第18回日本クリティカルケア看護学会学術集会

講演情報

シンポジウム

[SY6] クリティカルケアの実践に倫理の基盤を築く

2022年6月12日(日) 09:00 〜 10:20 第8会場 (総合展示場 E展示場)

座長:林 優子(関西医科大学)
   大野 美香(国立病院機構名古屋医療センター)
演者:長岡 孝典(独立行政法人国立病院機構 呉医療センター)
   藤本 理恵(山口大学医学部附属病院)
   乾 早苗(金沢大学附属病院 看護部 ICU)
   餘永 真奈美(一般財団法人平成紫川会 小倉記念病院)

09:25 〜 09:50

[SY6-02] 集中治療領域で生じやすい倫理的問題とその解決にむけて

○藤本 理恵1 (1. 山口大学医学部附属病院)

キーワード:集中治療、倫理的問題、患者の尊厳

集中治療領域でよく遭遇する倫理的葛藤や問題には、医学的適応があるなかでの治療拒否や中止の要求、医学的適応がない状況での過度な医療や予後が期待できないのに積極的な治療の継続、終末期や緊急時対応の説明不足、限られた医療資源により最適な医療やケアが提供できないなどがあげられる。
 倫理的葛藤や問題が生じる要因の一つに、患者本人の意向が確認できないことがある。患者は生命の危機状態にあり、生死に関わる重大な治療方針を決定しなければならないが、病態や薬物の影響により意識がないことや、意識があっても判断能力が低下していることも少なくない。その場合の判断は代理意思決定を行う家族に委ねられることが多い。しかしその家族も、時間的猶予がなく精神的動揺のなかで治療や患者の生命に関わる選択が求められる。
 また倫理的葛藤や問題に、医師は治療方針に関する迷いや不安など心理的負担を持つことがあり、看護師は治療に関して患者と家族、患者・家族と医師との狭間で、患者の擁護者としてどのように行動すべきか苦悩を抱えることもある。
 その他にも、看護師が抱く倫理的葛藤は、患者の安全と身体拘束に関することや患者への十分なケアができていないこと、患者への声かけや配慮の不足など、患者がひとりの人としての尊厳が尊重されていない場合などに生じやすいのではなかろうか。
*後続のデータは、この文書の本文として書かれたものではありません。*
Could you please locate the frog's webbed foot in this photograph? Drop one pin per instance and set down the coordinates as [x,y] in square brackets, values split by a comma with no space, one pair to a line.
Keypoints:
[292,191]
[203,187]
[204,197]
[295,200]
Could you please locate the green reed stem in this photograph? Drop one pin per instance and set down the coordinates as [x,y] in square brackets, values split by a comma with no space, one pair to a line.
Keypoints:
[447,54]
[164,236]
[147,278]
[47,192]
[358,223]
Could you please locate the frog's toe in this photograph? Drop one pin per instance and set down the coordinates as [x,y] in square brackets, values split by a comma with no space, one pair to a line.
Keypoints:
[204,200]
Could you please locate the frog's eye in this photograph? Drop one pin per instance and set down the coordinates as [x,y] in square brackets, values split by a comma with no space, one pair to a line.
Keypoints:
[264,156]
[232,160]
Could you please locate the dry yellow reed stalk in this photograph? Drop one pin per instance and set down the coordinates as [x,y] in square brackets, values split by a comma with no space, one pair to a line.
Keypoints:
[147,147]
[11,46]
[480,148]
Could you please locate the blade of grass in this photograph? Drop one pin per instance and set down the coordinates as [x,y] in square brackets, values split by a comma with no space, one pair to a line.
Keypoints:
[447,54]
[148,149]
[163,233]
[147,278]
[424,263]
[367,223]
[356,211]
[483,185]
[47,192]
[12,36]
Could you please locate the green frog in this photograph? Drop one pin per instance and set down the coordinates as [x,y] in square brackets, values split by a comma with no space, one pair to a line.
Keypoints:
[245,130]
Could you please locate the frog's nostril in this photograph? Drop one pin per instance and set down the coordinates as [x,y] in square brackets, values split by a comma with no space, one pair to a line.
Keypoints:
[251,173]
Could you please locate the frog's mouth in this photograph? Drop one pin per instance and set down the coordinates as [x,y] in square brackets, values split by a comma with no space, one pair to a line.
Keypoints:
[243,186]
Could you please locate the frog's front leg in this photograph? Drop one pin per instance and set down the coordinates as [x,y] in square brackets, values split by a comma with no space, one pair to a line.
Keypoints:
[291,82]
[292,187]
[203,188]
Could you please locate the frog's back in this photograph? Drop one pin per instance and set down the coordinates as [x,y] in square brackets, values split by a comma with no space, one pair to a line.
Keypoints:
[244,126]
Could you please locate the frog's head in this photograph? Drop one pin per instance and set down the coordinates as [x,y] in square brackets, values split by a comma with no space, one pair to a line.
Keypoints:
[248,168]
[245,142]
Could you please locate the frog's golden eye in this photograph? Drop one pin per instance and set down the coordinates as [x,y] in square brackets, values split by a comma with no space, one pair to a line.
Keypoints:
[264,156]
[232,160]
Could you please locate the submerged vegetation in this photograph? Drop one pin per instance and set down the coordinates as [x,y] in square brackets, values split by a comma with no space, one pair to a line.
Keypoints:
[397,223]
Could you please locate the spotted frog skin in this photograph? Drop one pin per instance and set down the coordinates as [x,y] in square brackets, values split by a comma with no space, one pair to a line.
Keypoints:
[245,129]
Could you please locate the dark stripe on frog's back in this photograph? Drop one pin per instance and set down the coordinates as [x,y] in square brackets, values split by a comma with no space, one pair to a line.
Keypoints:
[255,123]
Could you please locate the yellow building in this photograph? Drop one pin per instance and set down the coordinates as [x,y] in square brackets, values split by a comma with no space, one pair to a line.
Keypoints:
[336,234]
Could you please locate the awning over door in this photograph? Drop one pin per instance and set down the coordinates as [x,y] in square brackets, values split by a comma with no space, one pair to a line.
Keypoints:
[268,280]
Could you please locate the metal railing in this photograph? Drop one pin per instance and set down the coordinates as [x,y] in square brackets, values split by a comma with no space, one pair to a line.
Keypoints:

医療現場では、時折、患者の尊厳を尊重するにはどうすればよいのか思い悩む声が聞かれる。
 患者のいのちの尊厳や人としての尊厳の尊重は、集中治療領域に限ったことではなく看護師としての基本的姿勢である。しかし、日々の仕事に精一杯で、ケアを振り返ることや考えることができていない場合もあるかもしれない。もちろん患者の全身管理が重要なのはいうまでもないが、同時に患者や家族の立ち位置に身を置き、寄り添い、生活者としての患者、ひとりの人としての患者に向き合い支援していくことが重要である。患者や家族の思いに気付くこと、すくいあげること、看護師が患者全体像をみて支援することが、患者や家族にとっての良い医療につながると考える。
 今回、臨床現場で看護師が抱きやすい倫理的葛藤や問題をあげ、それにどのように対応しているのかを紹介し、解決に向けた具体的な取り組みを皆さんと一緒に考えていきたい。